Saturday, September 24, 2011

Protovis And Wine Visualization: California Crush Statistics

Radio station visualizations are fun and all, but I realized that I should research data visualization by looking at data I actually care about. That way, I can provide context and ask deeper questions about the subject matter at hand.

As an occasional wine writer, data about the wine industry seemed like a good start.

Harvest — "crush" in wine industry jargon — is afoot here in California, and that spurred me to search for data on previous harvests. The National Agricultural Statistics Service publishes a range of interesting data for wine geeks, some of which I've been using for experiments and explorations with Protovis.

The first public one shows harvest statistics over 20 years for the 15 grapes with highest crush numbers in California in 2010. The interactive version gives you a deeper view, with detailed per-year statistics as you mouse over, but here's a static version to give you an idea.

Groovy, eh?

Wine geeks will know many of this visualization's stories well. The California wine industry has grown tremendously over the last 20 years, thanks to increased consumption in the United States. Grape gluts are periodic, but 2005 was a particularly grape-heavy year. Industrial grapes such as French Colombard, Rubired, and Ruby Cabernet are mainstays of the bulk-wine industry led by Gallo. Pinot Noir tonnage surpassed Syrah tonnage in 2008, about 4 years — when vines start producing worthwhile fruit — after Sideways, the movie that told everyone about Pinot Noir. (Though I should note that I prefer the Pinots of Oregon and the Sonoma Coast to those of Santa Barbara, the setting for the movie. But, really, I prefer the Pinots of Burgundy to those from anywhere else.)
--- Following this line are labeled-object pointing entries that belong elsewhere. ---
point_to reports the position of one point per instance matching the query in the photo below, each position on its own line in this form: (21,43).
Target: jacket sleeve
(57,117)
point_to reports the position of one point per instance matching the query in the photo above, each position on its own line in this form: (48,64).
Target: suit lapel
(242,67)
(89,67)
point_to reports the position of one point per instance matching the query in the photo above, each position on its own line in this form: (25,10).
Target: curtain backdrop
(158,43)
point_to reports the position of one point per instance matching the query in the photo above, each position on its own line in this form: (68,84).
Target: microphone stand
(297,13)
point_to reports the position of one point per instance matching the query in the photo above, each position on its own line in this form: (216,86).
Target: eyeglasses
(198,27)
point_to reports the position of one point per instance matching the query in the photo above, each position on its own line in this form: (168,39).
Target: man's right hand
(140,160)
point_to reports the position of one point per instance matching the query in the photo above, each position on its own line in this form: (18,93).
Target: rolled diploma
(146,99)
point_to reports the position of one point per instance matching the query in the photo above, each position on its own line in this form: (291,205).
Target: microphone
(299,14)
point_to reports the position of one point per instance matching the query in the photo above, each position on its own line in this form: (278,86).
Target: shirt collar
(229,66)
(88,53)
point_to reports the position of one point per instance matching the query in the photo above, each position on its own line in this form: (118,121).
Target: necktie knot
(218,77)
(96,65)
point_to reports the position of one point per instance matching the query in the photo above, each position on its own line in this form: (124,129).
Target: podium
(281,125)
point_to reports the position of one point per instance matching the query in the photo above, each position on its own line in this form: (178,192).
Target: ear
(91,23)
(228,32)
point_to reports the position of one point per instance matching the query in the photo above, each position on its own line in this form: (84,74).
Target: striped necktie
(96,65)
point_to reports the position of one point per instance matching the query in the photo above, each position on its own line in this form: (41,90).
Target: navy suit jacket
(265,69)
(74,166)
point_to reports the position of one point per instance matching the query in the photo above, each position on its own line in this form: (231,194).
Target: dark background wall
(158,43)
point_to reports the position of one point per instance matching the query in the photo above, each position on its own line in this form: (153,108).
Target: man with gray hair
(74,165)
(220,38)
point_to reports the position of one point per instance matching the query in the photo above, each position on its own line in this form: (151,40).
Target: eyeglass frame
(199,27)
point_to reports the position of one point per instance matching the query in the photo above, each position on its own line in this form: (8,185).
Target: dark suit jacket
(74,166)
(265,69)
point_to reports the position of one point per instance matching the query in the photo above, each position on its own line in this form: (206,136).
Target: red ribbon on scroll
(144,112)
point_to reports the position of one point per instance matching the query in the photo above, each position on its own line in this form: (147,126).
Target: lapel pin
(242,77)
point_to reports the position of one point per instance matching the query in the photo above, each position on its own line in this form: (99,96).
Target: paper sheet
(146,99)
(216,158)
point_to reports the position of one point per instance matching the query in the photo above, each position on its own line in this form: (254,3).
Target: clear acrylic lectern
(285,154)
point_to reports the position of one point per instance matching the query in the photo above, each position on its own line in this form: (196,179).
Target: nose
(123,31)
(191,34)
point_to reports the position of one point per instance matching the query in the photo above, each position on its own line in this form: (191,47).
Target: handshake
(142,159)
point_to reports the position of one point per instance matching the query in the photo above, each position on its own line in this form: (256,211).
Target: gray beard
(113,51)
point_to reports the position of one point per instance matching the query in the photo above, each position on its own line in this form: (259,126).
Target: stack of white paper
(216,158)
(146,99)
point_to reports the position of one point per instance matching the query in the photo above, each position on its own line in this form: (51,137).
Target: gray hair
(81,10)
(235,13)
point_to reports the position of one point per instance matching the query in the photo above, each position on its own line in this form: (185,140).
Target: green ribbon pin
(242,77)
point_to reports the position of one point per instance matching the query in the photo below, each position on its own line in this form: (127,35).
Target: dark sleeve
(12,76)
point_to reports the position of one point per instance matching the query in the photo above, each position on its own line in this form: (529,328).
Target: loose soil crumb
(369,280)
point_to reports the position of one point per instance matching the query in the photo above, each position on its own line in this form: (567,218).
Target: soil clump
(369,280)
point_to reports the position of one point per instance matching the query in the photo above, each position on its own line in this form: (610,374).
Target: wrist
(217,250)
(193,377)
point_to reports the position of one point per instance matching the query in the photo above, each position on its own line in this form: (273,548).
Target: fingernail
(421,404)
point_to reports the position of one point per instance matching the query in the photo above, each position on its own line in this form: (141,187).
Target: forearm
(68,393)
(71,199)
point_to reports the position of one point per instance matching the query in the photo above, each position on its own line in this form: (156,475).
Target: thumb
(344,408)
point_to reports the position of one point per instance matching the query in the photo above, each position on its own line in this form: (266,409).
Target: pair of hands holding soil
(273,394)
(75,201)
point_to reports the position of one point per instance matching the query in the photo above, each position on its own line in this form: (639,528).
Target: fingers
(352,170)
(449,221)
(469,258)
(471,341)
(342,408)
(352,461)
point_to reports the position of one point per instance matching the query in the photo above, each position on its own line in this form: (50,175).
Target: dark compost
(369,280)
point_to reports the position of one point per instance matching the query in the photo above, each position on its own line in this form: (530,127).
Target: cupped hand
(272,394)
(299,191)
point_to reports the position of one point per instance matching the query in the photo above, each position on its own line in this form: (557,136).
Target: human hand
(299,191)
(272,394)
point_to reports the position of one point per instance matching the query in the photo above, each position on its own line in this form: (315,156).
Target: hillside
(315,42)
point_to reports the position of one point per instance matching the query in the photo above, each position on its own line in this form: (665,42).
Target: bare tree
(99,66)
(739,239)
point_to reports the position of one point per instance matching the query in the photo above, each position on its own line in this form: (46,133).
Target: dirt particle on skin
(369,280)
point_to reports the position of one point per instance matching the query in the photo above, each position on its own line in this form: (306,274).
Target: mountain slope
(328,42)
But some items in the data surprised me. Merlot, a common Bordeaux variety, went from almost nothing in 1991 to a dominant grape in 2010. Grenache, the popular, fruity darling of the Rhone Rangers, has actually seen lower crush values in the last 20 years. Pinot Gris has gone from a nonexistent grape in California to one of the top 15 in the state in just over a decade. Tonnage of French Colombard has gone down, which makes me wonder how the industrial market is doing overall.

But if you're reading this blog, you're probably more interested in the technical aspects of this data. I used Protovis, and I have repeatedly found that getting a basic visualization up and running with the library is very fast. Getting the fine details right, however, is much slower. It takes a lot of trial and error to get the language to do what you want. I might switch to D3, its successor, for my next projects. It supposedly gives finer control over your visualization.

What I also keep realizing is that visualizing some set of data isn't really an issue. Organizing the data is. I know this isn't news to anyone who works with data, but these projects are good reminders of how much work that can be.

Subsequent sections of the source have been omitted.